Cualquiera que tenga o haya tenido urticaria sabe lo intenso que es el picor. La piel se hincha y forma lesiones rojas o blancas que suelen desaparecer en 24 horas sin dejar rastro. Si la urticaria persiste durante al menos seis semanas, se considera aguda. Cuando dura más tiempo, significa que se ha convertido en algo crónico.

En general, la urticaria es un signo de sensibilidad a alimentos como el marisco, los frutos secos, la leche, el chocolate, las conservas, el pescado, el trigo, la soja, la leche, el pelo de los animales, las picaduras de insectos como las abejas y las avispas, el contacto con el látex, el polen y algunas plantas.

También puede producirse después de tomar medicamentos como antibióticos, aspirina e ibuprofeno, y por estímulos físicos como el calor o el frío, las transfusiones de sangre y las infecciones bacterianas y víricas.

Si de repente se siente una erupción cutánea que pica, una hinchazón de la cara o un silbido en la respiración, es bueno estar alerta y acudir al médico, sobre todo si la reacción alérgica es muy fuerte. Pero si identifica los síntomas de la anafilaxia, no pierda tiempo y busque un hospital inmediatamente.

Inconfundible picor de nariz

La rinitis alérgica es una inflamación o disfunción de la mucosa de la nariz bien conocida por niños y adultos. Llega sin avisar y sólo se nota cuando hay estornudos, un goteo nasal constante, ese molesto picor en la nariz, los ojos y el paladar, la nariz se obstruye y los ojos están llorosos, rojos e hinchados.

El gran villano de este problema que, literalmente, quita el sueño a tanta gente es el ácaro del polvo, que suele vivir camuflado en todos los rincones de la casa, el coche y varios otros ambientes. Pero la rinitis alérgica también puede ser causada por cucarachas, animales domésticos y hongos.

Aunque muchas personas confunden los resfriados y la gripe con la rinitis alérgica, existen diferencias. Es cierto que los síntomas son similares, pero la alergia respiratoria provoca un insoportable picor de nariz, que es bastante característico. Y nunca da fiebre como la gripe. También es posible distinguir los tres problemas por su origen. Mientras que los resfriados y las gripes están causados por virus, la rinitis es una inflamación de la mucosa nasal.
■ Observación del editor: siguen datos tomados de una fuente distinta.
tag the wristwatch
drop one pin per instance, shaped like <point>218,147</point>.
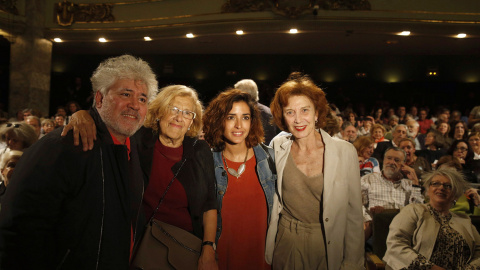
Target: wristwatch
<point>210,243</point>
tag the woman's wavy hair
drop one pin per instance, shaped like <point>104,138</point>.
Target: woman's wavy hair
<point>363,142</point>
<point>452,130</point>
<point>123,67</point>
<point>158,108</point>
<point>380,126</point>
<point>217,111</point>
<point>299,84</point>
<point>470,153</point>
<point>439,141</point>
<point>459,185</point>
<point>24,132</point>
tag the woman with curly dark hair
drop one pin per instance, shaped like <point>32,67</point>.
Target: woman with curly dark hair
<point>317,210</point>
<point>462,151</point>
<point>245,181</point>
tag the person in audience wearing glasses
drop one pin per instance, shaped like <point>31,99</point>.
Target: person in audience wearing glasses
<point>245,173</point>
<point>396,186</point>
<point>317,213</point>
<point>474,141</point>
<point>69,209</point>
<point>364,147</point>
<point>430,236</point>
<point>16,136</point>
<point>419,164</point>
<point>398,132</point>
<point>469,202</point>
<point>169,149</point>
<point>8,161</point>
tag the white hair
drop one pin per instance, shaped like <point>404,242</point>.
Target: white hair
<point>248,86</point>
<point>123,67</point>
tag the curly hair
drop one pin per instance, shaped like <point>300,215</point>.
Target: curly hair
<point>123,67</point>
<point>459,185</point>
<point>217,111</point>
<point>363,142</point>
<point>378,126</point>
<point>157,109</point>
<point>299,85</point>
<point>24,132</point>
<point>451,132</point>
<point>470,153</point>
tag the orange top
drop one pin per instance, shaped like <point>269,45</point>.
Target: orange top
<point>244,221</point>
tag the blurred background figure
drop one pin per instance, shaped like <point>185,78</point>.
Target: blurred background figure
<point>430,236</point>
<point>419,164</point>
<point>8,161</point>
<point>378,134</point>
<point>48,125</point>
<point>16,136</point>
<point>270,130</point>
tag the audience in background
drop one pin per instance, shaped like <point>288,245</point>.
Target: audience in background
<point>16,136</point>
<point>378,134</point>
<point>424,123</point>
<point>48,125</point>
<point>35,123</point>
<point>419,164</point>
<point>396,186</point>
<point>7,165</point>
<point>422,147</point>
<point>429,236</point>
<point>364,147</point>
<point>269,129</point>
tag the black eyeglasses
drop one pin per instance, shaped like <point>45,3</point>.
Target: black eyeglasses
<point>187,114</point>
<point>438,184</point>
<point>13,125</point>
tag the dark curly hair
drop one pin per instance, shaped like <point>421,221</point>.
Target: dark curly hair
<point>216,114</point>
<point>299,85</point>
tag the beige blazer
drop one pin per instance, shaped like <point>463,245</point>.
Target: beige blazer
<point>414,230</point>
<point>342,203</point>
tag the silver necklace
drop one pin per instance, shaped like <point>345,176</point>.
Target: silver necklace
<point>241,169</point>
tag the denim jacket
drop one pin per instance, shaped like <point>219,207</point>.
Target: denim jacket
<point>266,177</point>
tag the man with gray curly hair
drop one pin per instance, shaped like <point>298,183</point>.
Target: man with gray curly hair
<point>70,209</point>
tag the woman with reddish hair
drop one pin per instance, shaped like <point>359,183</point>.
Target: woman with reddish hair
<point>367,163</point>
<point>245,181</point>
<point>318,186</point>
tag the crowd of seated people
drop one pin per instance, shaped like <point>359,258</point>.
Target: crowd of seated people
<point>393,146</point>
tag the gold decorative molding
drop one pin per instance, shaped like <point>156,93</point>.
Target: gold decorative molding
<point>9,6</point>
<point>345,4</point>
<point>292,8</point>
<point>245,6</point>
<point>67,13</point>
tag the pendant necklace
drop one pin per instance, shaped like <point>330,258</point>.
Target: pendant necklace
<point>241,169</point>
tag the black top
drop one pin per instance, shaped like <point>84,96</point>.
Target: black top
<point>197,174</point>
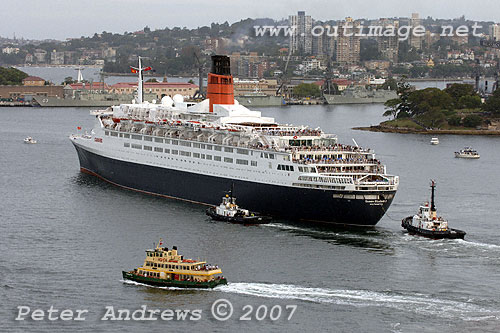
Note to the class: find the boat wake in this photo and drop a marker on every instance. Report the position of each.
(403, 301)
(417, 303)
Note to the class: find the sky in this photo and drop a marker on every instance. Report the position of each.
(61, 19)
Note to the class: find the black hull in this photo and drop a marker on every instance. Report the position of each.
(317, 206)
(449, 234)
(256, 219)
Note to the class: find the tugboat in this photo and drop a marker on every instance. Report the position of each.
(427, 224)
(229, 211)
(29, 140)
(166, 268)
(434, 141)
(467, 152)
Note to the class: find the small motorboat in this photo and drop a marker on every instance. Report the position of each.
(228, 211)
(29, 140)
(467, 152)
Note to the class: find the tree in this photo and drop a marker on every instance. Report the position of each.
(390, 84)
(422, 101)
(455, 120)
(493, 103)
(432, 118)
(458, 90)
(469, 102)
(400, 107)
(307, 90)
(392, 107)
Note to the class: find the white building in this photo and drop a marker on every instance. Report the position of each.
(301, 38)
¿Es realmente una alergia?

Sólo los médicos pueden ayudarle a obtener una respuesta a esta pregunta. Además de un examen clínico, suelen pedir una prueba cutánea para hacer un diagnóstico.

Cuando el resultado no es concluyente, los médicos pueden ordenar una prueba intradérmica, que consiste en inyectar una pequeña cantidad de cada solución en la piel de la persona. También existe una tercera posibilidad si las dos primeras pruebas no detectan nada y los síntomas persisten.

Se trata de la prueba de IgE (prueba de la inmunoglobulina E alérgeno-especifica (IgE) mide la concentración de distintos anticuerpos IgE ) En ese caso, se realizan análisis de sangre.